5 – Artigo 39: Em caso de vaga ou afastamento de desembargador federal, por prazo superior a 30 dias, poderá ser convocado, pelo voto da maioria absoluta dos seus membros, juiz federal vitalício para substituição.

Parágrafo 1°: O julgamento que tiver sido iniciado prosseguirá, computando-.se votos já proferidos, ainda que o desembargador federal afastado seja o relator.

Parágrafo 2°: Somente quando indispensável para decidir nova questão, surgida no julgamento, será dado substituto ao ausente, cujo voto, então, não se computará

Parágrafo 3°: O juiz federal convocado receberá a diferença de vencimento correspondente ao cargo de desembargador federal do tribunal, inclusive diárias e transporte, se for o caso (Lei Complementar 35n9, artigo 124, com a redação da Lei Complementar 54/86).

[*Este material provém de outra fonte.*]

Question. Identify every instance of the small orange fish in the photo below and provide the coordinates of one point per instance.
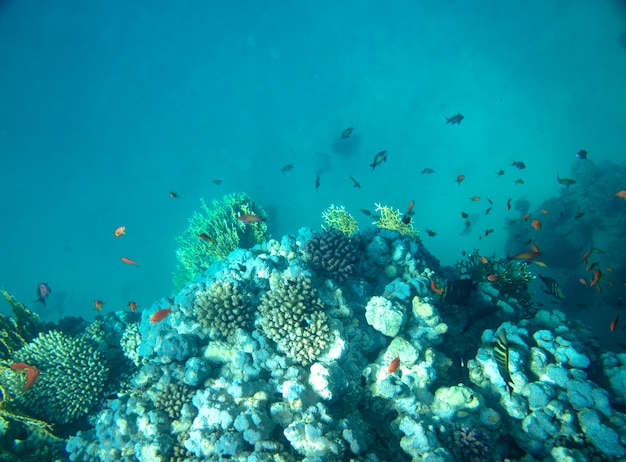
(32, 373)
(250, 218)
(160, 315)
(97, 305)
(536, 224)
(433, 285)
(394, 365)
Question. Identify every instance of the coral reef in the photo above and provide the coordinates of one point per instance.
(222, 308)
(71, 379)
(224, 233)
(292, 316)
(332, 254)
(339, 218)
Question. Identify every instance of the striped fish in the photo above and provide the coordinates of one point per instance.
(501, 353)
(553, 287)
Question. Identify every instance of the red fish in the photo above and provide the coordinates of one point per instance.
(394, 365)
(32, 373)
(250, 218)
(160, 315)
(43, 292)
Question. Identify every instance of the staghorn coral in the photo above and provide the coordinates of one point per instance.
(332, 254)
(222, 308)
(72, 376)
(339, 218)
(392, 219)
(292, 316)
(225, 234)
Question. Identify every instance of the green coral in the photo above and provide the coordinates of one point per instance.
(292, 317)
(339, 218)
(390, 218)
(71, 377)
(222, 308)
(218, 221)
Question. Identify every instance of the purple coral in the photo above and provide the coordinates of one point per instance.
(332, 254)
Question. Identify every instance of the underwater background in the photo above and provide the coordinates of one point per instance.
(109, 107)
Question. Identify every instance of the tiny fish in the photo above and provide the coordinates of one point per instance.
(565, 181)
(379, 159)
(455, 119)
(354, 182)
(128, 261)
(160, 315)
(346, 133)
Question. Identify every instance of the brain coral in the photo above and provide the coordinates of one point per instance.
(332, 254)
(222, 308)
(71, 377)
(292, 316)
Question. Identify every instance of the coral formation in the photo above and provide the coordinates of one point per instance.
(292, 316)
(72, 376)
(224, 233)
(222, 308)
(393, 220)
(339, 218)
(332, 254)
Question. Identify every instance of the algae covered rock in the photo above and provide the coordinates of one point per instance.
(71, 377)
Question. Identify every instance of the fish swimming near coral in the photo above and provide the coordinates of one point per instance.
(43, 292)
(553, 287)
(501, 354)
(455, 119)
(379, 159)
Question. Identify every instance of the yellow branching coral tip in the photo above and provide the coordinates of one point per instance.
(390, 218)
(339, 218)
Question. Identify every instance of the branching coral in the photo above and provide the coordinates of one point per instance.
(292, 316)
(339, 218)
(332, 254)
(393, 219)
(71, 377)
(222, 308)
(221, 233)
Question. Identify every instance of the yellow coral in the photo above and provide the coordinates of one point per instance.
(339, 218)
(391, 218)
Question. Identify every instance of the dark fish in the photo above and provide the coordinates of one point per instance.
(457, 292)
(501, 355)
(455, 119)
(379, 159)
(346, 133)
(553, 287)
(356, 183)
(565, 181)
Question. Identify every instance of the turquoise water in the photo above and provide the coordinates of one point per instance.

Parágrafo 4°: A diária comportará somente a quantia correspondente à alimentação quando o tribunal colocar moradia à disposição do juiz federal convocado.

Redação dada pela Emenda Regimental 36/04. Disponível em http://www.trf3.gov.br/index.php?id=2069, acesso em 3/11/2005.

6 – Resolução 210, disponível em http://www.cjf.gov.br/download/res210.pdf, acesso em 14/11/05.

7 – Artigo 118: Em caso de vaga ou afastamento, por prazo superior a 30 dias, de membro dos tribunais superiores, dos tribunais regionais, dos Tribunais de Justiça e dos Tribunais de Alçada, (vetado) poderão ser convocados juízes, em substituição (vetado) escolhidos (vetado) por decisão da maioria absoluta do tribunal respectivo, ou, se houver, de seu Órgão Especial: (Redação dada pela Lei Complementar 54, de 22/12/1986)

Parágrafo 1º: A convocação far-se-á mediante sorteio público dentre:

I – os juízes federais, para o Tribunal Federal de Recursos;

II – o corregedor e juízes auditores para a substituição de ministro togado do Superior Tribunal Militar;

III – os juízes da Comarca da Capital para os Tribunais de Justiça dos estados onde não houver Tribunal de Alçada e, onde houver, dentre os membros deste para os Tribunais de Justiça e dentre os juízes da Comarca da sede do Tribunal de Alçada para o mesmo;

IV – os juízes de Direito do Distrito Federal, para o Tribunal de Justiça do Distrito Federal e dos Territórios;

V – os juízes presidentes de Junta de Conciliação e julgamento da sede da região para os Tribunais Regionais do Trabalho.

Parágrafo 2º: Não poderão ser convocados juízes punidos com as penas previstas no artigo 42, I, II, III e IV, nem os que estejam respondendo ao procedimento previsto no artigo 27.